Chan mentions that another key consideration is the “human layer” at the organizational level.
“Implementing IEC 61850 is a multi-disciplinary effort, so you need everyone to be on the same page and to work together towards a single vision. There are different teams that need to be involved not just on the communications side but for example in IT, as new software such as ADMS being delivered in a virtualized compute environment, the data centre network has become a critical part of the communication infrastructure foundation for IEC 61850.”
Verhulst adds that this multi-disciplinary requirement mirrors the trend in utilities of new talent hires who are familiar with these technologies at both hardware and software levels.
This will support the ongoing development of IEC 61850 with their ability to develop new solutions around it.
“Our expectation is that IEC 61850 will keep evolving towards more centralized protection and control and centralized remedial actions schemes that are relying on the more recent variants of the protocols such as the routed goose and sampled values that are becoming popular with utilities.”
What are the components of the IEC 61850 communication infrastructure?
IEC 61850 communications start from the station and process buses in substations and extend to the grid edge via the field area network (FAN) as well as to the network control centre and data center via the wide area network.
Thus, a reliable and functioning communication infrastructure is key.
Chan highlights the “service-centric approach” of Nokia, saying that it is an essential requirement of such a network foundation to support many different grid applications.

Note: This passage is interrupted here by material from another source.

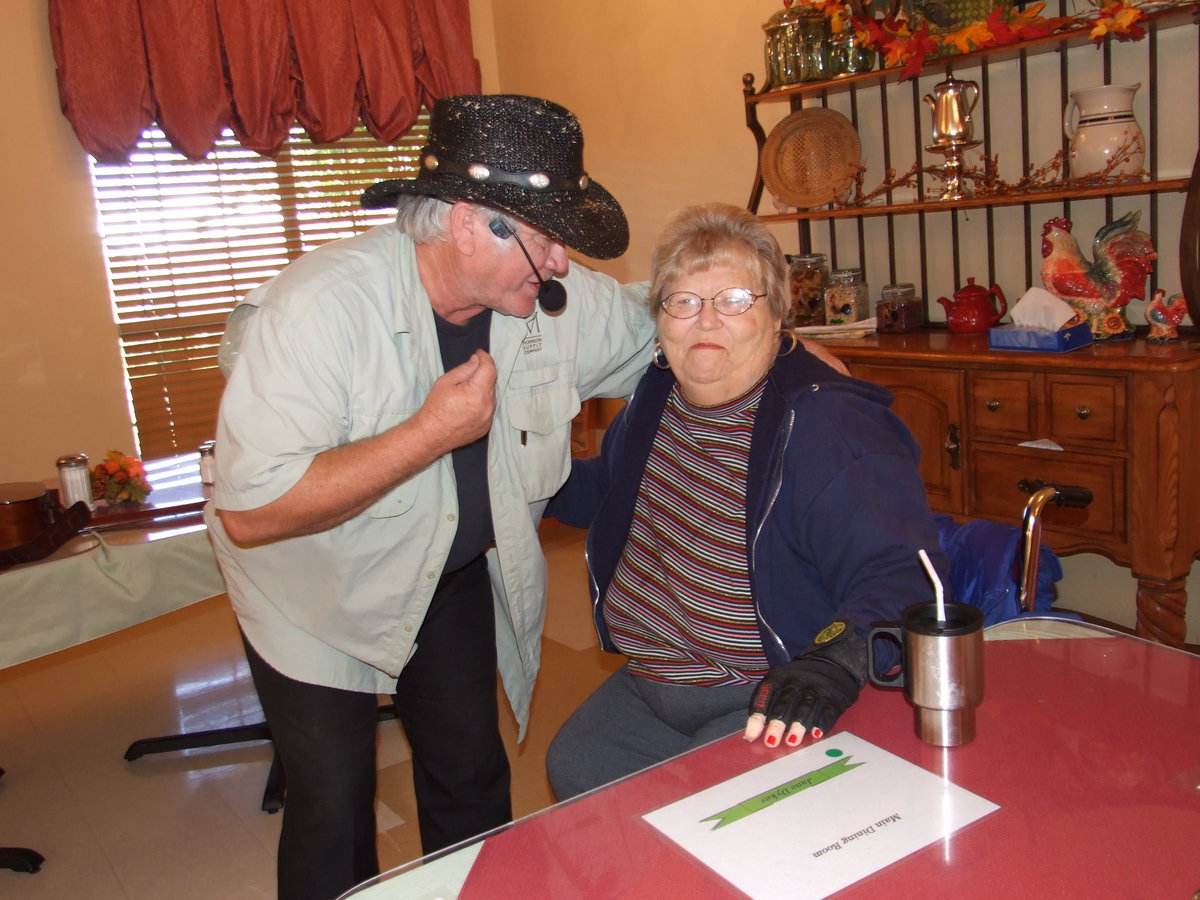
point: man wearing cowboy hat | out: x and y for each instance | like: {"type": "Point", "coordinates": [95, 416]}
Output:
{"type": "Point", "coordinates": [396, 419]}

“There will be more and more applications coming for which one will need more and more network virtual segmentation and so one needs to have a communication network platform that allows them to be rolled out as required,” he says.
Chan also emphasizes the importance of incorporating broadband wireless access technology such as LTE into the service-centric network in order to deploy IEC 61850-based assets at the grid edge where fiber is not available.
Verhulst states that Nokia’s solutions are very comprehensive with radio access networks that allow individual private wireless infrastructures based on LTE or 5G to be built and are based on a “strong utility focus”, considering elements such as the backhaul requirements and the substation communication elements.
“Our implementation is an end-to-end IP/MPLS solution including a full series of substation and wireless fieldrouters, packet microwave and DWDM optical transport as well as the backbone networking infrastructure.”
He adds that cybersecurity concerns also have been considered and that secure encryption and key cycling are provided to safeguard grid communications.
What are the benefits of an IEC 61850 implementation?
Some of the stated benefits of an IEC 61850 implementation include the ability to roll out applications in a unified manner, interoperability with legacy devices and future-proofing for new technology integrations.
Verhulst says that utilities with which Nokia has worked on network implementations have seen improvements in SAIDI averaging between 30% to 50%.
Further, a JRC study on UK utilities found that they could save around £13 billion (€15.2 billion/$16.5 billion) in grid infrastructure investment with their implementation.
He also returns to the interoperability benefits, saying that Nokia sees IEC 61850 as clearly indicating the trend of utilities being able to “pick and choose” from among the vendors.
“It’s not going to be about whose hardware or software we should buy but more about who has the best to do what we need.
“And added value is going to come with the innovation from the vendors so it’s an interesting move that we will see more of ahead in the next five to ten years.”